Lakshmikanth felt the truth that most shy away from is the fact that hiring people of the same colour makes it easier to run a consulting business in the US. Also, you need MBAs with a technical background to do justice to some of those roles, which India cannot match-up to. Creativity is also an important component of the tech quotient. “[Indian] techies are not as creative as their US counterparts, and may not be able to cater to job demands in that country,” added Lakshmikanth.
At the end of the day, a company must have a healthy bottomline. Any strategy that facilitates the same will be adopted. “With visa legislation becoming restrictive, it is better to hire locally and meet business targets, and focus on the bottomline,” said Alka Dhingra, General Manager, TeamLease Services. “Infosys will have to take to revenue streams that reduce costs. If that can be achieved by hiring locally in the US, helping it meet its targets, that will be the way for the firm and for any other IT company in an increasingly ‘hire local’ global world,” Dhingra added.
Infosys could also boost its employee count in the US via acquisitions. Lakshmikanth said, given the shortage of talent in the new-age digital space sought by the IT major, it will look at two strategies: hire more in the US and acquire small companies there, which can help expedite its digital transformation.
Over 25 percent of Infosys' revenue comes from digital.
The BSE-traded firm recently announced the acquisition of WongDoody Holding Company, a US-based digital creative and consumer insights agency, for $75 million.
“We are focused on partnering with global brands and CMOs to help them on their digital transformation journeys, by developing a digital experience services ecosystem with services ranging from strategy, design and user experience, to creative and digital marketing across the customer experience value chain,” according to President and Deputy COO Ravi Kumar S, the PTI reported. WongDoody’s expertise in driving innovative creative solutions is already yielding significant results in Infosys’ initial collaboration with clients, and the acquisition will further enhance the company’s capabilities in this space, he added.
According to the US Labor Department, the top three H-1B occupations are computer systems analysts, application software developers and computer programmers — and they account for roughly half of the department’s H-1B certifications.

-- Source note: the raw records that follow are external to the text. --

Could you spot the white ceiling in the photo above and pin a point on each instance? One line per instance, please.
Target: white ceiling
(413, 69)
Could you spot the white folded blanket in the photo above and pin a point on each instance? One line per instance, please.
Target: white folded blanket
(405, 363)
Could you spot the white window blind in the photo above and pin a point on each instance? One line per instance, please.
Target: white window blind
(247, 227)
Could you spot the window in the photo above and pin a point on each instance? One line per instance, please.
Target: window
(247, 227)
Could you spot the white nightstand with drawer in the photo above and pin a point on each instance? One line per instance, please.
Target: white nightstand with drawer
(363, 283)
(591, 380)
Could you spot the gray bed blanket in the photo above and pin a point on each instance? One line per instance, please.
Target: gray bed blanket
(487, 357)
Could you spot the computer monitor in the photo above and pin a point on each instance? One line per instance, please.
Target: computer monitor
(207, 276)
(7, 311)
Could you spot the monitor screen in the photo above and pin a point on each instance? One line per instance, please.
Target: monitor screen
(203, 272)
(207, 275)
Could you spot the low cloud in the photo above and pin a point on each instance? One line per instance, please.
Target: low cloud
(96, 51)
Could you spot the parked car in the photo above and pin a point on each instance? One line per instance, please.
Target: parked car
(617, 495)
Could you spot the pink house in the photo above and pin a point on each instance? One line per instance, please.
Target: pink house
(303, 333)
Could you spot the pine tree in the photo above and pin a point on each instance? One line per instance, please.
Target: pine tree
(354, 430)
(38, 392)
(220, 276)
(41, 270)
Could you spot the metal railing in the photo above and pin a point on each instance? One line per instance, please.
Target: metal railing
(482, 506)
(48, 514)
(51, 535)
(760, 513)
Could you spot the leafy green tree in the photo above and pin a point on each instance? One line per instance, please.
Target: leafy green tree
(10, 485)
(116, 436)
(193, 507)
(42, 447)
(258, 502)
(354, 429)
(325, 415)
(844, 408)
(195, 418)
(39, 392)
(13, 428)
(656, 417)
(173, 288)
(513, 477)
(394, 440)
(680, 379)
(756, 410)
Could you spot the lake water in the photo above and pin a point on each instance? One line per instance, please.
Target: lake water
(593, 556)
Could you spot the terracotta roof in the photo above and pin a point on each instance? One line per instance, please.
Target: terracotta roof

US President Donald Trump's protectionist measures have resulted in changes to the H1-B visa programme. For instance, the duration of work has been restricted to the period in which an employee will have to work, instead of a three-year visa that was issued hitherto. The Trump administration could also cancel work permits issued to the spouses of H1-B visa holders.
Changes in the H-1B visa arrangement will mount immense cost pressures on Indian IT firms, a PTI report said. "The average margin hit for an IT services provider will be in the range of 5-10 percent year-on-year, all depending on the total base of employees currently on H-1B visas, existing compensation, and the need for onsite deployment in the near-term,” said Sanchit Vir Gogia, chief catalyst, founder and CEO, Greyhound Research.
In these circumstances, hiring local in the west is the only way out.